# WATER TEMP



## Reel Thing (Apr 5, 2004)

Could anyone give me the water temp at willow island or send me a link
ready to take my annual fall trip
Thanks
geowol


----------



## Thomas m. (Mar 10, 2017)

Reel Thing said:


> Could anyone give me the water temp at willow island or send me a link
> ready to take my annual fall trip
> Thanks
> geowol


56


----------



## Gottagofishn (Nov 18, 2009)

Perfect temp for.... everything down there. Wish I could make it down.


----------



## Reel Thing (Apr 5, 2004)

There's no fish in the willow island pool of the ohio river


----------



## PJF (Mar 25, 2009)

50* water temp.

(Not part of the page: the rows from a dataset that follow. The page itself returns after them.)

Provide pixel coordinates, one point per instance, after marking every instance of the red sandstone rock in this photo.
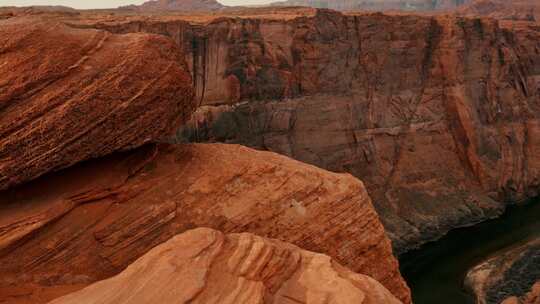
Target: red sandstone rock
(69, 94)
(439, 116)
(89, 222)
(528, 10)
(533, 297)
(206, 266)
(376, 5)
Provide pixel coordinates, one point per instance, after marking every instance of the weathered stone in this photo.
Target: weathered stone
(206, 266)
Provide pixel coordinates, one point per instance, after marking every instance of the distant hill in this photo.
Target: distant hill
(376, 4)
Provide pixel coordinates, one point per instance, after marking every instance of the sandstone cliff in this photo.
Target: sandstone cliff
(439, 116)
(206, 266)
(376, 5)
(533, 297)
(89, 222)
(527, 10)
(177, 5)
(67, 94)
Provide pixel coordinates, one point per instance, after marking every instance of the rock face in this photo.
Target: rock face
(179, 5)
(509, 273)
(376, 4)
(206, 266)
(68, 94)
(510, 10)
(533, 297)
(439, 116)
(89, 222)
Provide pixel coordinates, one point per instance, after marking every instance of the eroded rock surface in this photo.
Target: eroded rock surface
(439, 116)
(89, 222)
(376, 5)
(509, 273)
(68, 94)
(532, 297)
(206, 266)
(177, 5)
(528, 10)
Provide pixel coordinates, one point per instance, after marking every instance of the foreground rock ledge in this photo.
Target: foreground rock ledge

Monday in Marietta


----------



## Daveo76 (Apr 14, 2004)

Reel Thing said:


> There's no fish in the willow island pool of the ohio river


 Are there any fish in the Ohio River anywhere else?


----------



## Thomas m. (Mar 10, 2017)

Reel Thing said:


> There's no fish in the willow island pool of the ohio river


They seem to be few and far between these days.


----------



## Reel Thing (Apr 5, 2004)

Thomas m. said:


> They seem to be few and far between these days.


agree slim pickens on the OR
temp was 46 to 50 on sunday at WI we found bait fish but nothing else around 
hoping to get on some smallies or Lm not even a bump


----------